Start by loading the Titanic training dataset used in lectures, and applying the same transformations discussed to fill in missing values, as provided in the cell below:

In [None]:
titanic = CSV.read("titanic.csv")

# Use an enumerated type for Survived column
@enum SurvivedType Dead=0 Survived=1
titanic[!,:Survived] = SurvivedType.(titanic[!,:Survived]);

# replaced missing Embarked entries with most common value
embarked=dropmissing(titanic,:Embarked)
embarked_mode = mode(embarked[!,:Embarked])
titanic[!,:Embarked]=coalesce.(titanic[!,:Embarked],embarked_mode)
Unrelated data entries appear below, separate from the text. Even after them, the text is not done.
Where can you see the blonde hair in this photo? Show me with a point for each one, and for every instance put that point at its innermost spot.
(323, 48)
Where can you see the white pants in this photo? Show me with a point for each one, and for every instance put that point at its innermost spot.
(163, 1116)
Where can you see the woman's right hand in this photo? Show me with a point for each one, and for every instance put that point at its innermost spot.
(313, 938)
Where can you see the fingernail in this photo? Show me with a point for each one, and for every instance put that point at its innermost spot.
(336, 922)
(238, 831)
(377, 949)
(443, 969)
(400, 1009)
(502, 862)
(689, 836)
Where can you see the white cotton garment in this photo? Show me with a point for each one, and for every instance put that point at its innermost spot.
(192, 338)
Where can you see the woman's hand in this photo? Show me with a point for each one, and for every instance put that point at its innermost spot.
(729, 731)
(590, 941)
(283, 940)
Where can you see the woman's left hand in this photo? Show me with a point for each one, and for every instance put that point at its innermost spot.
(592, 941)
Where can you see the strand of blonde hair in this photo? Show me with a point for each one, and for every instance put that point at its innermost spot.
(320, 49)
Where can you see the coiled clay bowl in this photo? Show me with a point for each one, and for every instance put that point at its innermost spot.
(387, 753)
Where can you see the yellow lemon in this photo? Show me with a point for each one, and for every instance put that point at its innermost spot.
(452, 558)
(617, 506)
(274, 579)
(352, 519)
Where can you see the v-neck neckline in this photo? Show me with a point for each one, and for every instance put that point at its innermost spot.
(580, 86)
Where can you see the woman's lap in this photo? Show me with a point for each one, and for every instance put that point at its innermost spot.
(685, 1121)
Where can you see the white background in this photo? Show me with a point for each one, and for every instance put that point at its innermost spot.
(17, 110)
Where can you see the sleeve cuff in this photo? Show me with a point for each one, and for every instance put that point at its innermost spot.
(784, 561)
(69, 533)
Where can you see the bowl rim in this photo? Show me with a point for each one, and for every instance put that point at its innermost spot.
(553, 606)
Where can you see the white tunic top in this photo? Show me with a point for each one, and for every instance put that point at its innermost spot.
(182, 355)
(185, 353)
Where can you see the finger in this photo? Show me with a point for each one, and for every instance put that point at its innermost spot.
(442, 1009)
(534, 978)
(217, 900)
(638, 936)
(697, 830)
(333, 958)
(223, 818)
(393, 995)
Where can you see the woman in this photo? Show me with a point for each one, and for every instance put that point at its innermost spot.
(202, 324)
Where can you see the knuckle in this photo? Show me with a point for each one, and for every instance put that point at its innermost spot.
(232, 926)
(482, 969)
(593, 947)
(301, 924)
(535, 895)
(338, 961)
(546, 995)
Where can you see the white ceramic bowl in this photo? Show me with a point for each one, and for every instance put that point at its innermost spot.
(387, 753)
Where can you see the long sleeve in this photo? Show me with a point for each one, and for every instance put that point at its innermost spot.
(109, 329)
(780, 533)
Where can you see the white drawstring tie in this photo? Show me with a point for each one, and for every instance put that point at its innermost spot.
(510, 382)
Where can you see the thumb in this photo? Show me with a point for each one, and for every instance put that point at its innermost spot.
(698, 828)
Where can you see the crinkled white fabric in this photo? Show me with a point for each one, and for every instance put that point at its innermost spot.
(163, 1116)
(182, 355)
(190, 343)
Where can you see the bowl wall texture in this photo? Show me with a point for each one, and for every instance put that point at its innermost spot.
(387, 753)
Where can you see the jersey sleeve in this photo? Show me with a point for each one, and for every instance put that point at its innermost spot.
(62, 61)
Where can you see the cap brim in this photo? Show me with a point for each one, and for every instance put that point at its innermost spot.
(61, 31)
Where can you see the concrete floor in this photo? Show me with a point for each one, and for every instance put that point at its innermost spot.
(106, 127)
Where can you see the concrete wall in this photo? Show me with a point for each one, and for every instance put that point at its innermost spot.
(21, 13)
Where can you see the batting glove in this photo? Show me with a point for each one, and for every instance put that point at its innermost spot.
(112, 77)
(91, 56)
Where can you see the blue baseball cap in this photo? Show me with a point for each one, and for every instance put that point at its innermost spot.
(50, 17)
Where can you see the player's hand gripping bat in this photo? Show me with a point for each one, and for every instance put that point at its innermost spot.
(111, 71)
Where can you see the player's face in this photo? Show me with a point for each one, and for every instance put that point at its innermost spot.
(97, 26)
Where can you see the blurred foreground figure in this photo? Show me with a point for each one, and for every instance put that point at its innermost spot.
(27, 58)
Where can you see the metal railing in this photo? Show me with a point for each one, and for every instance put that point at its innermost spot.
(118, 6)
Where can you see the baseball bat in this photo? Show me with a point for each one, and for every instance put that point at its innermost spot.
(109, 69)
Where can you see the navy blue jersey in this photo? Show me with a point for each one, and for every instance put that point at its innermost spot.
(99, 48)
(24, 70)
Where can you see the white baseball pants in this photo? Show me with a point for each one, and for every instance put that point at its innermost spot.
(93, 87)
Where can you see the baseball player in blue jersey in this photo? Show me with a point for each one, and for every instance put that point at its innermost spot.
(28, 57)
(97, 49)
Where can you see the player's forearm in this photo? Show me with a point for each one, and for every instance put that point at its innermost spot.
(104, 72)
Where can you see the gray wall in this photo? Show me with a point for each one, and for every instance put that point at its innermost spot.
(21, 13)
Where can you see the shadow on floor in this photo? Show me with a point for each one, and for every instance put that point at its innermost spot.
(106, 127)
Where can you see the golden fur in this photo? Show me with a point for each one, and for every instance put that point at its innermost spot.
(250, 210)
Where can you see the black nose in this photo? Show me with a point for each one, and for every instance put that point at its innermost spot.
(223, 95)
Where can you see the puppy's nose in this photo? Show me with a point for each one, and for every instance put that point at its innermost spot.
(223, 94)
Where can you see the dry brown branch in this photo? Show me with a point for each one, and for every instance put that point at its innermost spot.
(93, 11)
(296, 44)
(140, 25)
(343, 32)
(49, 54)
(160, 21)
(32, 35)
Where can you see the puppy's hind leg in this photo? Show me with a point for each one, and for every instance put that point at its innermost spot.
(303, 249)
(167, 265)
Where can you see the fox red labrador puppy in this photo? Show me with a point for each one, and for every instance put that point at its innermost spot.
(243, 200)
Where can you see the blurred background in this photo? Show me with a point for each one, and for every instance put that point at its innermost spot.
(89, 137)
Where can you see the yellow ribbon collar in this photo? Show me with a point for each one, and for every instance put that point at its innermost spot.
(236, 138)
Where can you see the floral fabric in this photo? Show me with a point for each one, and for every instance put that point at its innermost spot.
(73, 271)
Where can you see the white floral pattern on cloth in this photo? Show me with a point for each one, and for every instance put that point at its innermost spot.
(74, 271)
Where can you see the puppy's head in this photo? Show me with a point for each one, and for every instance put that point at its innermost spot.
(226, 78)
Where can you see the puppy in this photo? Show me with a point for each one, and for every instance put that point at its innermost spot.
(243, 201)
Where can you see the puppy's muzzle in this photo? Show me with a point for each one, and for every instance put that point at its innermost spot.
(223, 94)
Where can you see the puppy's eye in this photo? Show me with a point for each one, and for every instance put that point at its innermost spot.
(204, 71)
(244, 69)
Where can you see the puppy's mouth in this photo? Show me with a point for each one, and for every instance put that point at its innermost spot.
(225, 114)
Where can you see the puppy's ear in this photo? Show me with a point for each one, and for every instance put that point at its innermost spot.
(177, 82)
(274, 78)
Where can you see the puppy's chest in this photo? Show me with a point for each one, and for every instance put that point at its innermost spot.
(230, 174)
# drop rows where Age is missing
titanic = dropmissing(titanic,:Age);

# add a Child feature where Age < 13
@enum ChildType Child=0 Adult=1
function classify_by_age(x)
  if x < 13
    return Child
  else
    return Adult
  end
end
titanic[!,:Child] = classify_by_age.(titanic[!,:Age]);

first(titanic,6)

**Question 5. (10%)**

The `Pclass` column gives the class passengers travelled in (1, 2 or 3), and can be viewed as a proxy for their socio-econonic class. Write a function `survival_by_class()` that takes the `titanic` dataset and the number of a class as arguments and returns the survival proportion in that class.

In [None]:
function survival_by_class(titanic, class)
    mask = titanic[!,:Pclass] .== class
    return sum(titanic[mask,:Survived] .== Ref(Survived)) / sum(mask)
end

In [None]:
println(@test isapprox(survival_by_class(titanic, 1), 0.656, atol=1e-2))
println(@test isapprox(survival_by_class(titanic, 2), 0.479, atol=1e-2))
println(@test isapprox(survival_by_class(titanic, 3), 0.239, atol=1e-2))

**Question 6a. (10%)**

Building on the example for the `Child` feature in the lecture, add a new column named `FamilySize` to the `titanic` dataset. The values should be the sum of the `SibSp` (Number of siblings/spouses aboard) and `Parch` (Number of parents/children aboard) plus one for the passenger themselves.

In [None]:
titanic[!,:FamilySize] = titanic[!,:SibSp] + titanic[!,:Parch] .+ 1;

In [None]:
println(@test mode(titanic[!,:FamilySize]) == 1)
println(@test isapprox(mean(titanic[!,:FamilySize]), 1.944, atol=1e-2))
println(@test isapprox(std(titanic[!,:FamilySize]), 1.484, atol=1e-2))

**Question 6b (5%).** 

Plot histograms to show the relationship between `FamilySize` and `Survived`. Write a short paragraph to describe what your results show.

In [None]:
groupedbar(freqtable(titanic, :FamilySize, :Survived), label=[:Dead :Survived], 
            xlabel="Family size", ylabel="Frequency")

YOUR TEXT HERE

**Question 7a (10%)**

Add a new column named `Title` to the `titanic` dataset which gives the title of the passenger, e.g. `Mr.`, `Mrs.` etc, without the trailing `"."`. The French titles `Mlle` and `Mme` must be translated to `Miss` and `Mrs`, respectively, and `Ms` should be reassigned to `Miss`.

In [None]:
## BEGIN SOLUTION
titanic[!,:Title] = replace.(titanic[!,:Name], (r"(.*, )|(\..*)"=>"",));

# Reassign Mlle, Ms, and Mme accordingly
for (from, to) in [("Mlle", "Miss"),
                   ("Ms", "Miss"),
                   ("Mme", "Mrs")]
    titanic[titanic[!,:Title] .== from, :Title] .= to
end
   
# Optionally, collapse titles with very low counts
for title in ["Dona", "Lady", "the Countess", "Capt", "Col", "Don", 
              "Dr", "Major", "Rev", "Sir", "Jonkheer"]
    titanic[titanic[!,:Title] .== title, :Title] .= "Rare Title"
end
countmap(titanic[!,:Title])
## END SOLUTION

In [None]:
println(@test eltype(titanic[!,:Title]) == String)
println(@test sum(titanic[!,:Title] .== "Mr") == 398)
println(@test sum(titanic[!,:Title] .== "Miss") == 149)
println(@test sum(titanic[!,:Title] .== "Mrs") == 109)

**Question 7b (5%)**

Which title is associated with the lowest chance of survival? Plot a graph to evidence your answer.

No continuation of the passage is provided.